Nick.a - In a recent speach by George Tenet, he declared that CIA intelligence on Afghanistan re Al Qaeda was not faulty due to a CIA pullout, because "we never left". You suggest that the ISI was running the whole show in Afghanistan, that the CIA was in the dark. This is absurd. Go dig a little more. You missed an awful lot. The CIA CONSTRUCTED the plan to fan the flames of radical Islam after the Soviet invasion in '79. The idea was to cast the Soviets as secular, "Godless". It worked. Shame about the blowback, and now the US is the "Godless" occupying power in the region. The ISI was a necesary conduit for CIA financing, yes, but the CIA was certainly not "in the dark".

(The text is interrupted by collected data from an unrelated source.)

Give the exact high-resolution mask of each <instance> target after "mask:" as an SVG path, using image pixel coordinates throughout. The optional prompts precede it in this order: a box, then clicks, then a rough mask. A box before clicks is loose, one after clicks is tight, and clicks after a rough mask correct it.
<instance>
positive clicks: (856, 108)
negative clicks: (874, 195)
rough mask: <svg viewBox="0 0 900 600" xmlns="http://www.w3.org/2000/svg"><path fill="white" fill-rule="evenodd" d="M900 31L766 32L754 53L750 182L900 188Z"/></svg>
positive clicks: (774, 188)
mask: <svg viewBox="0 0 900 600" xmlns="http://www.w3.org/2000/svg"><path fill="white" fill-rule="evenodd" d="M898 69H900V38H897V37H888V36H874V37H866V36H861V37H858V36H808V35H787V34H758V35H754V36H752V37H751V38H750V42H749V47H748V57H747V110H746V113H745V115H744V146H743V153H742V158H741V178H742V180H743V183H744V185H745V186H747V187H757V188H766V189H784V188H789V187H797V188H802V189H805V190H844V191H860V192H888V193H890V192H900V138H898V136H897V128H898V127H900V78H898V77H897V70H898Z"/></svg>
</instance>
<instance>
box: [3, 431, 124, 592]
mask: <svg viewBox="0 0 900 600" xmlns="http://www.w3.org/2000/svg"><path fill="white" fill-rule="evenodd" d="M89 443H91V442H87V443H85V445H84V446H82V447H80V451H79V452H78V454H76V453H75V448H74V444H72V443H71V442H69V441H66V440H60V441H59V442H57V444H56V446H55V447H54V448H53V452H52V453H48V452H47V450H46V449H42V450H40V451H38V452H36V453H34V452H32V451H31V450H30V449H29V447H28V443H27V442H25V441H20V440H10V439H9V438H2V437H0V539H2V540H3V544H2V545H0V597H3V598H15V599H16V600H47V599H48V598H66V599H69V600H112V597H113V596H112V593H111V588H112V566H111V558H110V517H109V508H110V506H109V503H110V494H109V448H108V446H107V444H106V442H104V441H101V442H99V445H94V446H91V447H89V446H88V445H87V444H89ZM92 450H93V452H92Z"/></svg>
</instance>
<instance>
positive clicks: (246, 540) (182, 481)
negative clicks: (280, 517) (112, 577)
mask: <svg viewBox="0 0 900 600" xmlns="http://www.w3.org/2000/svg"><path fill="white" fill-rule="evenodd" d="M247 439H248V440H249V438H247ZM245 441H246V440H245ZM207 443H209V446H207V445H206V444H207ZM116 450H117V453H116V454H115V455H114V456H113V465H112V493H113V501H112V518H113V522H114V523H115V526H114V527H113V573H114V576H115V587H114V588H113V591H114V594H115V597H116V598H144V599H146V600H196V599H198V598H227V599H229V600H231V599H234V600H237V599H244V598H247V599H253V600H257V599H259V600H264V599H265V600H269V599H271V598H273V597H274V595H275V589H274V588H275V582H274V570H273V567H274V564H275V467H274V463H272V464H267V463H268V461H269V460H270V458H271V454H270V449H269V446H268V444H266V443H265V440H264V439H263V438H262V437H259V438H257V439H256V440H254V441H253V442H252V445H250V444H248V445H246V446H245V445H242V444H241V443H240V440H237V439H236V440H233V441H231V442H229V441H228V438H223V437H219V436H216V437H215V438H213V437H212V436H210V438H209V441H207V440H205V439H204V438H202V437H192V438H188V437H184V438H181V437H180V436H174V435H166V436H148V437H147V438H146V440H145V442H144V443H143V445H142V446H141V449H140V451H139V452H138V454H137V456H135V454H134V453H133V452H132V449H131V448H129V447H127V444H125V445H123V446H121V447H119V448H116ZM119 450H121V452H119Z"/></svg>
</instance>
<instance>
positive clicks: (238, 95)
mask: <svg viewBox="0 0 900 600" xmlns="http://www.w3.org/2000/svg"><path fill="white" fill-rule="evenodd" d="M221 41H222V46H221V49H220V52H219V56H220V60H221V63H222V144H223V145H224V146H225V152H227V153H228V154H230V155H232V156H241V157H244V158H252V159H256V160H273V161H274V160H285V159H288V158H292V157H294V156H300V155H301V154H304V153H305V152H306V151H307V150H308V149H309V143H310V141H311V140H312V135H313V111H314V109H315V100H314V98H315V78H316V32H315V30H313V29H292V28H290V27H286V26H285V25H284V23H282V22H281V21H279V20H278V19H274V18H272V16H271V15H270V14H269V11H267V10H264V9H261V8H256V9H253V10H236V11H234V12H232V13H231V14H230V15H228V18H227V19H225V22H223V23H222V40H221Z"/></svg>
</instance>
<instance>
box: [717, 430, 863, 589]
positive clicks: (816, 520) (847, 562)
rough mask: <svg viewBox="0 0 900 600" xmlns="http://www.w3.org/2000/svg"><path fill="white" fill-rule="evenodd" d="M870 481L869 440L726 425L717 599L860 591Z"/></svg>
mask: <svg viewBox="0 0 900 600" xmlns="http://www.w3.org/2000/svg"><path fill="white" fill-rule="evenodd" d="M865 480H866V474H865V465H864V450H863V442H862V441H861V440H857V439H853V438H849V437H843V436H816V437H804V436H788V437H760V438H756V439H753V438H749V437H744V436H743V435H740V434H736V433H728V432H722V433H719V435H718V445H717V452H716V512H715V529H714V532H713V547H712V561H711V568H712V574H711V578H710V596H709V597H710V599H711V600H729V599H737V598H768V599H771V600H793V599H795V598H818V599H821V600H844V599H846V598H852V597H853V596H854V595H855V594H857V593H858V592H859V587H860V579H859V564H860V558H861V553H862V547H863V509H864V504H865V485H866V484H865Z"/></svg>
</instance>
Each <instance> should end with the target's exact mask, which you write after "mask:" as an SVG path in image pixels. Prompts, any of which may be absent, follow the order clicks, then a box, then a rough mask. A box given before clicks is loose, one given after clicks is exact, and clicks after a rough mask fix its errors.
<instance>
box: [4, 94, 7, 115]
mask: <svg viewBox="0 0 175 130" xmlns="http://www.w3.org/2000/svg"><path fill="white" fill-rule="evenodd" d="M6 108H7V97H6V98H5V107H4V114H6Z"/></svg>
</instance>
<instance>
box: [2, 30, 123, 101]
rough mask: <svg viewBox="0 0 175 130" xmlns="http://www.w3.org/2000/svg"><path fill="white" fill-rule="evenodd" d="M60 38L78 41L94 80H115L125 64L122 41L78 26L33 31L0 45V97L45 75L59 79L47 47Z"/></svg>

"...Maybe funding the recruitment of freedom fighters from across the Middle East to help the Afghans expel the imperialists?" Shoos: The US did just that. That's where Al Qaeda CAME FROM. Maybe I need to do a post with a bunch of links about this?
posted by troutfishing at 4:09 PM on October 15, 2002


Trout: Yes, I know. I guess my sarcasm isn't made for easy consumption.
posted by shoos at 4:51 PM on October 15, 2002


Oh, oops. 'guess I need to turn up my sarcasm meter.